Hm, I’m not sure. I think to have a completely “foolproof” system that you can’t trick by doing stuff like activating one environment and then another one etc, one might need to modify Pkg, but probably there’s a way to get a decent working version without it.

Ah ok, I had missed the bit below from your first reply

For my users (they are not dev) I’d need the converse strategy: they would only have to pin the package that are explicits for them (in Project, what they see by ]st). There’s only a few. I would then pin all the transitive closure of their dependencies. So I would auto-generate a lots of pin. That’s why I worry about the “update-ability” of the resulting env.
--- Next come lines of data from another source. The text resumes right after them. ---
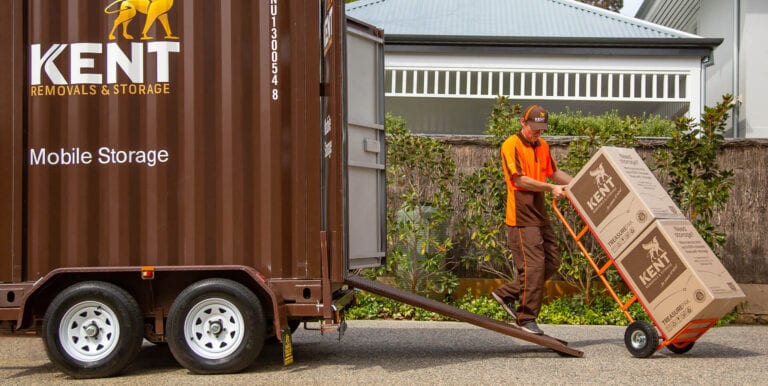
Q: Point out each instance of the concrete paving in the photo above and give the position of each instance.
(438, 353)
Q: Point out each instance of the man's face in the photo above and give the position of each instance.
(530, 133)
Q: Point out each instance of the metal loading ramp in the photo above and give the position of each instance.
(461, 315)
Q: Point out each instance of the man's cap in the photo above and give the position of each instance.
(536, 116)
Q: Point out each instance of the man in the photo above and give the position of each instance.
(527, 165)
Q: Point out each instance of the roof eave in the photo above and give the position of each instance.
(552, 45)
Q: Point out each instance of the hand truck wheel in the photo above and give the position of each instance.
(680, 348)
(641, 339)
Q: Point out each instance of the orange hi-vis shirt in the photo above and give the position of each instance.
(520, 157)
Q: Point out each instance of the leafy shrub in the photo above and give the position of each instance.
(697, 184)
(419, 172)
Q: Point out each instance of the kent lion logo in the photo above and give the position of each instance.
(654, 251)
(154, 9)
(600, 175)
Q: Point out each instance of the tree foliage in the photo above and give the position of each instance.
(419, 173)
(697, 184)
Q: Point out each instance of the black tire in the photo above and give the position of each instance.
(93, 329)
(680, 348)
(641, 339)
(216, 326)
Guess I’d have to auto-rebuild the image often enough…

Yeah… you cannot have anything “foolproof” in Julia since the full mutable state of Base is at your disposal :sweat_smile: … but something intern proof would already be a big win for me…

I think you can auto-check the current env to emit warning/error if you override the Pkg API that update it (update, activate, add), just by some wrapper code that execute a post check.

You cannot protect against mutation of ACTIVE_PROJECT, LOAD_PATH, DEPOT_PATH etc… and I feel uncomfortable intercepting Base.require (to say nothing of the s***load of invalidations that may imply). But checking the interactive use of pkg seems doable.